BSDS problems

Use this topic to investigate, and resolve problems with BSDS.

For background information about the bootstrap data set (BSDS), see the Planning your IBM® MQ environment on z/OS® .

Normally, there are two copies of the BSDS, but if one is damaged, IBM MQ immediately changes to single BSDS mode. However, the damaged copy of the BSDS must be recovered before restart. If you are in single mode and damage the only copy of the BSDS, or if you are in dual mode and damage both copies, use the procedure described in Recovering the BSDS.

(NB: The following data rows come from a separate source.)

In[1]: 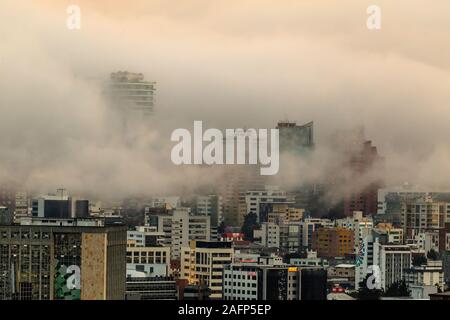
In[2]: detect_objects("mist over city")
[0,0,450,300]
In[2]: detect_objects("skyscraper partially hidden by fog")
[277,121,314,154]
[106,71,156,115]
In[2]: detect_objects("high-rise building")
[245,186,294,222]
[312,227,355,257]
[0,218,126,300]
[223,263,327,300]
[0,206,14,226]
[331,128,384,216]
[355,229,412,290]
[180,241,234,299]
[194,194,223,228]
[31,189,89,219]
[405,260,445,299]
[146,208,211,260]
[125,274,177,300]
[107,71,156,115]
[400,197,450,241]
[14,191,30,223]
[127,227,170,277]
[277,121,314,154]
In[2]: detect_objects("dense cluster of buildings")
[0,72,450,300]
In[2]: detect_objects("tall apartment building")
[267,203,305,224]
[401,197,450,239]
[355,230,412,290]
[106,71,156,115]
[193,195,223,228]
[0,218,126,300]
[312,227,355,257]
[220,165,266,227]
[180,241,234,299]
[253,222,280,248]
[223,263,327,300]
[377,185,450,227]
[0,206,14,226]
[127,230,170,277]
[277,121,314,154]
[0,187,15,212]
[300,218,334,249]
[148,208,211,260]
[245,186,294,222]
[14,191,30,223]
[331,128,384,216]
[125,275,177,300]
[335,211,373,254]
[405,260,445,299]
[373,239,412,290]
[31,189,89,219]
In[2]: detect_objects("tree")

This section covers some of the BSDS problems that can occur at startup. Problems not covered here include:
  • RECOVER BSDS command errors (messages CSQJ301E - CSQJ307I)
  • Change log inventory utility errors (message CSQJ123E)
  • Errors in the BSDS backup being dumped by offload processing (message CSQJ125E)

Error occurs while opening the BSDS

Symptoms

IBM MQ issues the following message:


CSQJ100E +CSQ1 ERROR OPENING BSDSn DSNAME=..., ERROR STATUS=eeii

where eeii is the VSAM return code. For information about VSAM codes, see the DFSMS/MVS™ Macro Instructions for Data Sets documentation.

System action
During system initialization, the startup is terminated.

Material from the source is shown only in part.